Os números dão contam não só da desigualdade, mas da violência sistêmica e do descumprimento patente da Constituição e das leis brasileiras.
A Lei 14.611, de julho de 2023, preconiza a obrigatoriedade na igualdade salarial e de critérios remuneratórios entre mulheres e homens para a realização de trabalho de igual valor ou no exercício da mesma função. Noto que não se trata de uma obrigação legal apenas, é imperativo de ética e de justiça, coadjuvando a luta contra a misoginia e o racismo, que, conjugados, fulminam chances das mulheres negras no mundo corporativo.
Nesse mesmo passo é urgente aplicar a Lei da Igualdade Racial, para a partilha de oportunidades no enfrentamento ao racismo na prática, com o financiamento das empresas administradas por pessoas negras, por exemplo.
O empreendedorismo negro deve ser estimulado e financiado porque é eixo de desenvolvimento econômico, que nos permite entrever prosperidade. Como empresária sei bem como são importantes as incubadoras de negócios para acelerar e expandir iniciativas criativas nas comunidades.
O contingente de pessoas negras no Brasil, 56% do total, equivale à populações inteiras de muitos países mundo afora, revelando mais de cento e vinte milhões de possibilidades, de criatividade, confiança no porvir e esperança de comunidades inteiras.
A esperança em ação é a matéria prima dos sonhos.
Eu sonho e acredito num mundo em que todas as pessoas sejam iguais em direitos e obrigações, mas também em chances.
É fundamental falarmos de incentivos fiscais, da capacitação para o gerenciamento de negócios, da distribuição de conhecimento e de informação para espalhar riquezas e chances reais de gerar oportunidade para as pessoas negras.
Vale buscarmos o desenvolvimento de estruturas corporativas e de investimento em comunidades carentes, estimulando empreendedores urbanos, rurais, culturais, do entretenimento, da indústria sustentável, da moda, da beleza, enfim.
Com o apoio de agências governamentais e não governamentais é preciso disseminar meios práticos, recursos, informações e educação para a reparação como um conceito de investimento corporativo. Vale fazer de cada negócio uma causa de transformação para a inclusão e a diversidade.

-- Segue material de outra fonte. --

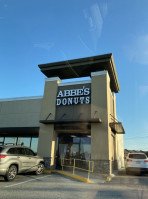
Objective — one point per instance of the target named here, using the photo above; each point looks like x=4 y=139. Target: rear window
x=1 y=148
x=137 y=156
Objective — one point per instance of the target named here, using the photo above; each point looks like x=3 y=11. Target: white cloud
x=95 y=20
x=138 y=49
x=143 y=90
x=44 y=45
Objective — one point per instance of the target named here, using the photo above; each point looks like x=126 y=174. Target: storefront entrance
x=77 y=146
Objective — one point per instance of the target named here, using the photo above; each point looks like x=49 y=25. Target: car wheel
x=40 y=169
x=11 y=173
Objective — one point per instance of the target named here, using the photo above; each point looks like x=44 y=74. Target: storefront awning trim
x=97 y=120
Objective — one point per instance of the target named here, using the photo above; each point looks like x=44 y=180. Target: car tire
x=40 y=169
x=11 y=173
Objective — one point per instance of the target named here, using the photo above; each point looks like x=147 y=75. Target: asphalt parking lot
x=56 y=186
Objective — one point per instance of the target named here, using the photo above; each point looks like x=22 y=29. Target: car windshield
x=1 y=148
x=137 y=156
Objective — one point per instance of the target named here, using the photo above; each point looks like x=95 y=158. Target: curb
x=69 y=175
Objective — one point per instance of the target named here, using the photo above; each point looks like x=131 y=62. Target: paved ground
x=55 y=186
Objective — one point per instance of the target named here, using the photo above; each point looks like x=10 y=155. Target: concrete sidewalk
x=83 y=176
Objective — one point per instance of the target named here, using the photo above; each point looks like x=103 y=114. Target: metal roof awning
x=117 y=127
x=83 y=67
x=97 y=120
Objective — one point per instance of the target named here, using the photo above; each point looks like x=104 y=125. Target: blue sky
x=34 y=32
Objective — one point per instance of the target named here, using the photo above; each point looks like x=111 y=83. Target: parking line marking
x=25 y=181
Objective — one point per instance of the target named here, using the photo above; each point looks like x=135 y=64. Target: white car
x=137 y=162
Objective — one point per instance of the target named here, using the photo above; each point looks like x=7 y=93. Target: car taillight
x=129 y=160
x=2 y=156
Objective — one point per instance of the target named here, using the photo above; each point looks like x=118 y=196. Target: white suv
x=18 y=159
x=136 y=162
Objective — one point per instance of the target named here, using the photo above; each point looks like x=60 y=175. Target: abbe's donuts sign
x=73 y=96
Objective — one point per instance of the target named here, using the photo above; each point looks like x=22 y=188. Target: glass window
x=21 y=151
x=76 y=140
x=24 y=141
x=29 y=152
x=85 y=148
x=34 y=144
x=137 y=156
x=1 y=140
x=1 y=148
x=12 y=151
x=10 y=140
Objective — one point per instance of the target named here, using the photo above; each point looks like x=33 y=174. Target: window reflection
x=34 y=144
x=24 y=141
x=74 y=147
x=10 y=140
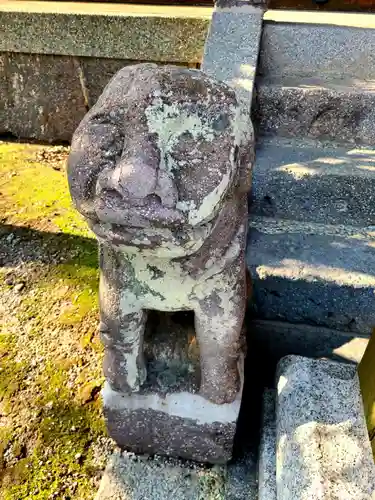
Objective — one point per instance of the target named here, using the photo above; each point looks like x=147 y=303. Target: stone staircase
x=312 y=225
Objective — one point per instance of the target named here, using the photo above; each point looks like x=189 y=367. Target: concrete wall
x=56 y=58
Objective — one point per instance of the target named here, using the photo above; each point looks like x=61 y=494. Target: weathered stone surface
x=45 y=97
x=323 y=449
x=160 y=167
x=338 y=110
x=135 y=32
x=232 y=46
x=267 y=449
x=313 y=273
x=128 y=477
x=307 y=181
x=276 y=339
x=328 y=44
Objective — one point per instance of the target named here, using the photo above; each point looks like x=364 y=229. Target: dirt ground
x=52 y=438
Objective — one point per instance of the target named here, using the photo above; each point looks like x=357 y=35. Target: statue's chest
x=157 y=284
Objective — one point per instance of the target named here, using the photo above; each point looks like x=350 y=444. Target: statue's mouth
x=150 y=215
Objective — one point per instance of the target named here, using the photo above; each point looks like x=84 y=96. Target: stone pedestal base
x=177 y=424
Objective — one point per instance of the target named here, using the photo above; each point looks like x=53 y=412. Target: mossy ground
x=52 y=437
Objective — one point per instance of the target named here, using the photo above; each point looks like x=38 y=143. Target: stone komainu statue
x=160 y=167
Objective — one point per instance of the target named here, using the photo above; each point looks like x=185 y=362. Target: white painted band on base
x=178 y=404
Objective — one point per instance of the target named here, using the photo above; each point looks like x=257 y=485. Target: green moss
x=36 y=191
x=50 y=357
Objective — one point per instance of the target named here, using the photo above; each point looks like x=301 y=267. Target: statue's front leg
x=219 y=319
x=121 y=328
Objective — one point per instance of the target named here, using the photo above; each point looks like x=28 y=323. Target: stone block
x=267 y=449
x=313 y=274
x=44 y=97
x=339 y=110
x=323 y=449
x=232 y=46
x=327 y=45
x=168 y=416
x=134 y=32
x=307 y=181
x=276 y=339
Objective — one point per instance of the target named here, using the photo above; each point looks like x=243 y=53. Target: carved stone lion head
x=156 y=158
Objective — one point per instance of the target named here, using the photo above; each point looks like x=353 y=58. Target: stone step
x=312 y=182
x=305 y=44
x=335 y=110
x=313 y=273
x=321 y=448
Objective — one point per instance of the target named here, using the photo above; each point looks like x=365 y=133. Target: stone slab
x=128 y=477
x=136 y=32
x=276 y=339
x=307 y=44
x=312 y=182
x=232 y=46
x=44 y=97
x=323 y=449
x=339 y=110
x=313 y=274
x=267 y=448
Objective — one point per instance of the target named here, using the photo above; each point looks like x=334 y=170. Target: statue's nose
x=137 y=183
x=132 y=179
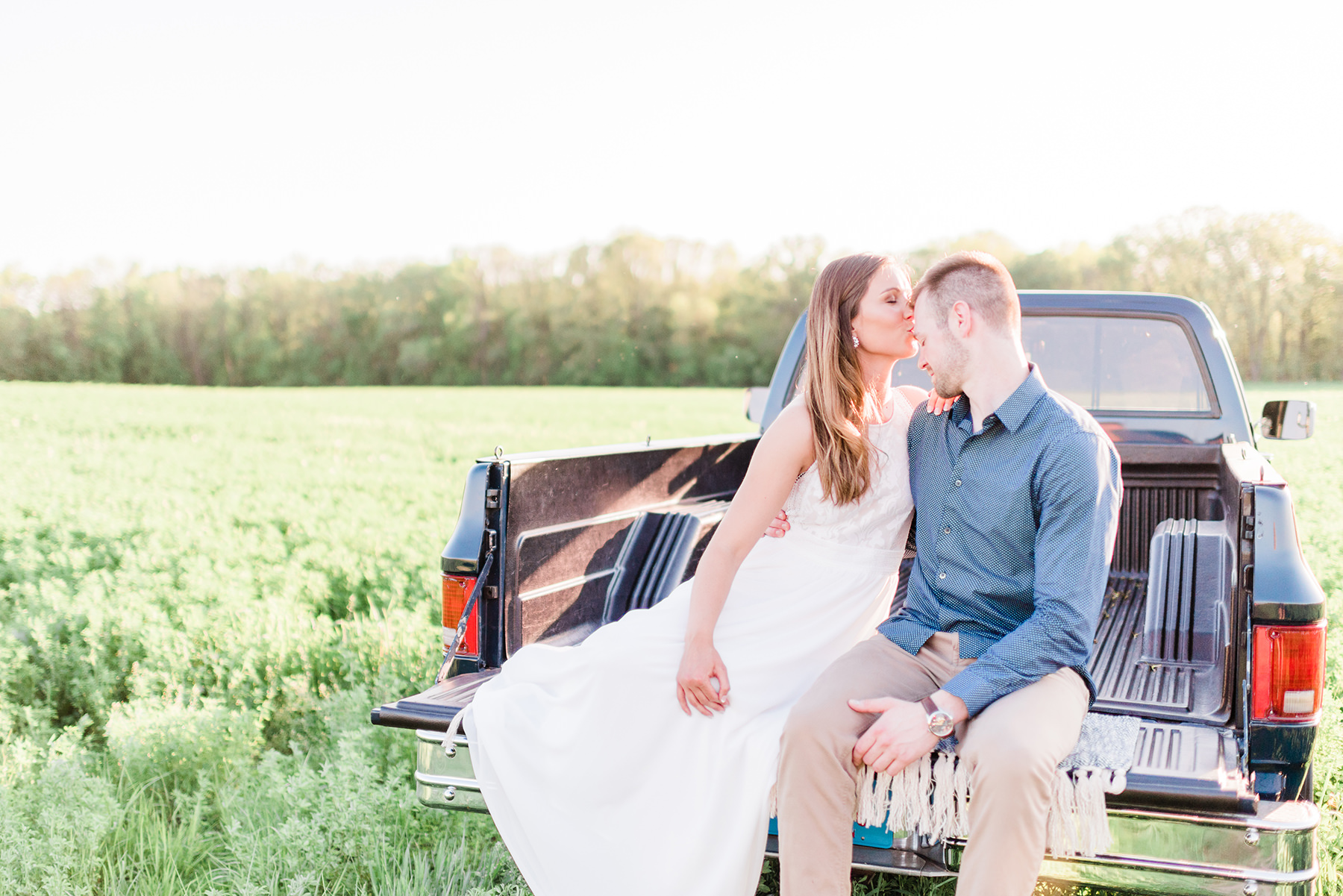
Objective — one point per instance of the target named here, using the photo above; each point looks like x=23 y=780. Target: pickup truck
x=1212 y=632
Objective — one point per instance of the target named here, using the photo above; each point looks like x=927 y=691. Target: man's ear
x=960 y=319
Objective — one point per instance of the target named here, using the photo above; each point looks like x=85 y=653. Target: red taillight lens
x=457 y=590
x=1289 y=683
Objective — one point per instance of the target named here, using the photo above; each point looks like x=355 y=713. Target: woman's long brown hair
x=832 y=382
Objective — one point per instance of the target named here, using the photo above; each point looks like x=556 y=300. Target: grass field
x=206 y=590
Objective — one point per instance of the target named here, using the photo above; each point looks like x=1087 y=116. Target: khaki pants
x=1013 y=748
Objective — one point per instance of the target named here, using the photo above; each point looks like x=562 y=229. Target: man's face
x=942 y=354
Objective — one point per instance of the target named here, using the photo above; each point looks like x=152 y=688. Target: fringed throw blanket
x=933 y=795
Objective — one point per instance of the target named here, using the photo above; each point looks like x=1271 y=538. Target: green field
x=206 y=590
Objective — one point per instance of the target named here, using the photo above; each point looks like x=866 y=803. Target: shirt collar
x=1013 y=411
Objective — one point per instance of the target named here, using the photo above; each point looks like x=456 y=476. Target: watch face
x=940 y=724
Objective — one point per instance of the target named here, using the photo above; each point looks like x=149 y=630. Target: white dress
x=601 y=785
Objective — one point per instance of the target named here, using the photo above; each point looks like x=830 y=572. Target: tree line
x=637 y=310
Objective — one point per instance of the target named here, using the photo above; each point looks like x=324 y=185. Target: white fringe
x=931 y=797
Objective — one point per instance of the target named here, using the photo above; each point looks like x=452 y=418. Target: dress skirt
x=601 y=785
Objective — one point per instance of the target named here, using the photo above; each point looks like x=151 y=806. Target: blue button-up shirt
x=1014 y=531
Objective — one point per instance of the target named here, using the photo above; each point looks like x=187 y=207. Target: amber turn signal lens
x=1289 y=681
x=457 y=592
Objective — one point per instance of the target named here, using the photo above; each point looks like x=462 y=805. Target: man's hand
x=896 y=739
x=778 y=525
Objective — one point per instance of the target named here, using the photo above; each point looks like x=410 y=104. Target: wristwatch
x=939 y=721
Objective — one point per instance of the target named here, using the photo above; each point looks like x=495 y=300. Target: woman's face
x=884 y=322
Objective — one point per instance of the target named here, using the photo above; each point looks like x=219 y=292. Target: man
x=1017 y=498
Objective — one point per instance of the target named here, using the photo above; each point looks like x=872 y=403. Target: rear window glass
x=1107 y=363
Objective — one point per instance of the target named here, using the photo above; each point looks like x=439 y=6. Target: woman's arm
x=783 y=453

Uma boa ideia são as plataformas para o empreendedorismo negro, reunindo fornecedores e consumidores no mesmo ambiente, fortalecendo a união e o reconhecimento, mas essencialmente possibilitando acesso ao dinheiro, não só para os microempreendimentos, mas para financiar a atividade empresarial negra, sem reduções.
Se a densidade de uma política pública pode ser medida pelo volume de recursos investidos, é hora de adensar e energizar as linhas de créditos para o empresariado negro.
Ora, se tudo que é nascido de Deus vence, eu tenho fé!
Eu acredito, eu quero estar junto nessa luta pela reparação necessária.